Markus Knall, chief editor and director of content at Germany's Ippen Digital, struck an optimistic note for community journalism.
"This may be the best time for local publishers in the last few years, and AI is the reason," Knall said. He argued that small audiences and high costs, once crippling constraints, had become the sector's biggest opportunity.
Ippen runs about 170 local news websites in Germany, he said. On a recent election night, the group published more than 4,000 articles covering some 20,000 communities, output he said no human staff could ever match.
But Knall warned against treating AI purely as an efficiency tool, urging newsrooms to chase genuine new scale while reserving human reporters for the trust that underpins democratic life.
Astrid Maier, chief deputy editor and head of strategy at German news agency dpa, said the industry was facing not an efficiency story but a wholesale platform shift.
"If there weren't any independent news agencies right now in the age of AI, they should be invented right now," Maier said, arguing that verified, fact-committed information was more vital than ever as machines learn to read the structured data inside each news article.
She presented DPA-IQ, a trusted information layer launched as a minimum viable product two weeks ago, which lets clients' AI agents pull verified text, images and soon video on demand rather than receiving a constant push down the wire.
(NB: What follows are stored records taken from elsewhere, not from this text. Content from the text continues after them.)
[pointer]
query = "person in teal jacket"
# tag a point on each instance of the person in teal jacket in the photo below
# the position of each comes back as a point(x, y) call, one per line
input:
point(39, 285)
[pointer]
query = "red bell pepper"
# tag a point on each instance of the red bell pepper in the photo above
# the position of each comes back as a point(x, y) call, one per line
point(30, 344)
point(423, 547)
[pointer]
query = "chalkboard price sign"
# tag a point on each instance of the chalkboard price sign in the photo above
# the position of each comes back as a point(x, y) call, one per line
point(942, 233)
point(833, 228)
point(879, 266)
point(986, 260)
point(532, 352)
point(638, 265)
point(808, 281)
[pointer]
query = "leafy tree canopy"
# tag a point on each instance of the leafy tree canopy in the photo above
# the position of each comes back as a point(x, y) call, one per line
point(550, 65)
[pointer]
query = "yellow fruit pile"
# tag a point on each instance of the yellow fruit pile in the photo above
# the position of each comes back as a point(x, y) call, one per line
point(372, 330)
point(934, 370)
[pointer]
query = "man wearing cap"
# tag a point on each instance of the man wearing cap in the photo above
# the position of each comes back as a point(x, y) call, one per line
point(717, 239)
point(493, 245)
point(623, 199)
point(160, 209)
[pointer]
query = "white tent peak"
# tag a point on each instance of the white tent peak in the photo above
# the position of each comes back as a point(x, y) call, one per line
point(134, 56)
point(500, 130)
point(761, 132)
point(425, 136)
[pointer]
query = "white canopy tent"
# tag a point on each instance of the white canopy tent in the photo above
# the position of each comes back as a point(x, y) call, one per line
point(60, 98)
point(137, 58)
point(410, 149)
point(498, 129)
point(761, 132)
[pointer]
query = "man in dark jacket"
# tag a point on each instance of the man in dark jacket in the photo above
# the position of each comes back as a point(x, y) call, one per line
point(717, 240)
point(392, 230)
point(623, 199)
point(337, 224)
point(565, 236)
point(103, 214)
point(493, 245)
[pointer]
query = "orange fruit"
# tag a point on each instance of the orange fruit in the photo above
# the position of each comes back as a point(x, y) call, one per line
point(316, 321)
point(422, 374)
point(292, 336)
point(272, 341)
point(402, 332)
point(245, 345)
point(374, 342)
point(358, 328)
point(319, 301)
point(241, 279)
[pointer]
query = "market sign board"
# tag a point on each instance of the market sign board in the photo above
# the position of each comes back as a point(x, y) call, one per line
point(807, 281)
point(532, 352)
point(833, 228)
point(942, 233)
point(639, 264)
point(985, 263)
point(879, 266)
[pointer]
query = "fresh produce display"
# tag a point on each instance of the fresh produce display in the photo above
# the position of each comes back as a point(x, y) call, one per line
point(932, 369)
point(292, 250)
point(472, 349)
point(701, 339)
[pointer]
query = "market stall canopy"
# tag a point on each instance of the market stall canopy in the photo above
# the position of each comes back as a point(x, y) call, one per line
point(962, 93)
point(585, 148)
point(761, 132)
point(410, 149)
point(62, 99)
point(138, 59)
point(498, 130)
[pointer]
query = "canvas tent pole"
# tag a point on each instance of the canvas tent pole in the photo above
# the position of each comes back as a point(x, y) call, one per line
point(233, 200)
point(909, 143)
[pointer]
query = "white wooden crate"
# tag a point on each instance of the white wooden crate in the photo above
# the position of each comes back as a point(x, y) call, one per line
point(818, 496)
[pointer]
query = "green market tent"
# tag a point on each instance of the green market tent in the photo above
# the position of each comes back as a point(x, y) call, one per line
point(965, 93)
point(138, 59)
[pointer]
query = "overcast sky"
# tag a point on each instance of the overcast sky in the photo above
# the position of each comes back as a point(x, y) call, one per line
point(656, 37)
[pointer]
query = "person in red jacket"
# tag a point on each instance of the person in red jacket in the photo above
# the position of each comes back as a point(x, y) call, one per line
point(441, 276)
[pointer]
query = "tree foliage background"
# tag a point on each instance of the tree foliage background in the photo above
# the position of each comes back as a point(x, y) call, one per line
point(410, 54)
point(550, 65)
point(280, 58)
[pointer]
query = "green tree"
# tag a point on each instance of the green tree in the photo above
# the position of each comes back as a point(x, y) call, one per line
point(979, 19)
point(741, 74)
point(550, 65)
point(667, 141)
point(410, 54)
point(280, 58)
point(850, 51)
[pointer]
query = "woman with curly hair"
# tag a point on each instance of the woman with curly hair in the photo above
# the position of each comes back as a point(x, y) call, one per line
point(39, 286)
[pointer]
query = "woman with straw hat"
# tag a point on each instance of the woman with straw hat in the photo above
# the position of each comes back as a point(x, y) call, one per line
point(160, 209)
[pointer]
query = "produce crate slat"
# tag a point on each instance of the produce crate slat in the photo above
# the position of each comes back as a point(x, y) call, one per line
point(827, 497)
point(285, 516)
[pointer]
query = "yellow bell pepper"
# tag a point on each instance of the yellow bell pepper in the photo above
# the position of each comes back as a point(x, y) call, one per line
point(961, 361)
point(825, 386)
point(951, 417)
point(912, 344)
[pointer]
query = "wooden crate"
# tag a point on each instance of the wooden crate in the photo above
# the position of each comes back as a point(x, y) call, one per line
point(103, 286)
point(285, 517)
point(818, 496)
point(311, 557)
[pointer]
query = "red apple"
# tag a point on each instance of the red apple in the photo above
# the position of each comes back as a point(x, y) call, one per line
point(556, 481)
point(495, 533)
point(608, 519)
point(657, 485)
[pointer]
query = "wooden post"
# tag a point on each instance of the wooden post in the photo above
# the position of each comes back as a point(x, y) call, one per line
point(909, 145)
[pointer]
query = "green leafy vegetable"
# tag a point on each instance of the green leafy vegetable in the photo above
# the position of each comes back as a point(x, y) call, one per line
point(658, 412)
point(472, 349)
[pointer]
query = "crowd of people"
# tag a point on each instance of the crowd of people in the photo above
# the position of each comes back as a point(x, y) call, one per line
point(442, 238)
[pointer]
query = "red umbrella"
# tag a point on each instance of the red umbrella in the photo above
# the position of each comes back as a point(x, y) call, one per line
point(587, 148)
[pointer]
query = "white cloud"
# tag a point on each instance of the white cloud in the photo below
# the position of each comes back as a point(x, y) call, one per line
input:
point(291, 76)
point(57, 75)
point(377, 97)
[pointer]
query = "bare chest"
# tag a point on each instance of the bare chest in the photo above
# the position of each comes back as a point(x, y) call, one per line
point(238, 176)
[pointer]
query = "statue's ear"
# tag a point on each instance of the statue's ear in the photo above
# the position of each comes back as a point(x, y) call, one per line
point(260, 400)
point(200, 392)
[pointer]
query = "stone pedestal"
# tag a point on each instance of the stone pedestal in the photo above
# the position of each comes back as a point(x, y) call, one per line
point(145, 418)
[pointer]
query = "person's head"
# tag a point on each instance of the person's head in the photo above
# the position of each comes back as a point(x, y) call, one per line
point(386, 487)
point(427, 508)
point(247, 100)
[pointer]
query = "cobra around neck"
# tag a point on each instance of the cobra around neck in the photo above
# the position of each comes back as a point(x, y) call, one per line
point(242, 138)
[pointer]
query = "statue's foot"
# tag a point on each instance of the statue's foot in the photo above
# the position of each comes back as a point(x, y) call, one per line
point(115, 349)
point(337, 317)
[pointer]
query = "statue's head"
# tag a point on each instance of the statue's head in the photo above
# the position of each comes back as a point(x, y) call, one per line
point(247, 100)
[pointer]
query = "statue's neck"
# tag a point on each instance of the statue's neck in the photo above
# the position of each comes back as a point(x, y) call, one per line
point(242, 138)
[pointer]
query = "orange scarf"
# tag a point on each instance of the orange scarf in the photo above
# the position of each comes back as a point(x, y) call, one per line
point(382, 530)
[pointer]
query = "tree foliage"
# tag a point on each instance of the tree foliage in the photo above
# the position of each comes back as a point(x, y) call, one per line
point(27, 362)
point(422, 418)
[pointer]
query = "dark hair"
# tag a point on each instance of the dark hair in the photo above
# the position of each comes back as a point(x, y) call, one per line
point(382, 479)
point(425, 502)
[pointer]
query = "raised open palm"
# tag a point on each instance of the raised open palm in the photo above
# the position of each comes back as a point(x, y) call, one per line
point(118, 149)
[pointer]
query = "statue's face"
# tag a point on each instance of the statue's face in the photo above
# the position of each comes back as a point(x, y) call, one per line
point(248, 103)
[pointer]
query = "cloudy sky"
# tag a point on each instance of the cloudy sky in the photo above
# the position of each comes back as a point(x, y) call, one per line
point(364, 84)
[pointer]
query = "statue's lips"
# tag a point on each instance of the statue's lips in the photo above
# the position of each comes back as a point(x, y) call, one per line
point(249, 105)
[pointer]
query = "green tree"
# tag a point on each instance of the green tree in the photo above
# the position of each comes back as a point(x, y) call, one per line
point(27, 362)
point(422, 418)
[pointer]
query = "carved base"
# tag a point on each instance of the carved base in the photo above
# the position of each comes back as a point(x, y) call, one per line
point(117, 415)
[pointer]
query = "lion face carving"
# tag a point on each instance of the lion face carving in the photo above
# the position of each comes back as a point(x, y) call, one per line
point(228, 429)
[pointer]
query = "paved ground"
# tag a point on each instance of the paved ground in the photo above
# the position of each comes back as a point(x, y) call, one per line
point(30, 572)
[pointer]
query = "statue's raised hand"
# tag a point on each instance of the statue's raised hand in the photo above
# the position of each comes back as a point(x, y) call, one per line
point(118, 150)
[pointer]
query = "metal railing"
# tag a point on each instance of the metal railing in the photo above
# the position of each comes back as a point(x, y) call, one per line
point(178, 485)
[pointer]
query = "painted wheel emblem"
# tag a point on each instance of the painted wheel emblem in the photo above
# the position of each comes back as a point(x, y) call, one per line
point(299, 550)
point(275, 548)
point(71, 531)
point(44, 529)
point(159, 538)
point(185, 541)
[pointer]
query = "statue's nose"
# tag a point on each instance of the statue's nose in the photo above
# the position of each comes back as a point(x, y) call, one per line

Maier cautioned that if publishers did not set shared standards for how facts are attributed within such systems, the large technology platforms would set them instead. "Otherwise facts won't matter anymore," she said.
The discussion echoed a session a day earlier on the evolution from search optimization toward answer- and generative-engine optimization, where panelists stressed that audiences increasingly meet the news through AI rather than the open web.
Across both sessions the underlying message was consistent: while algorithms and platforms keep shifting, the direct relationship between a publisher and its readers remains the enduring source of value.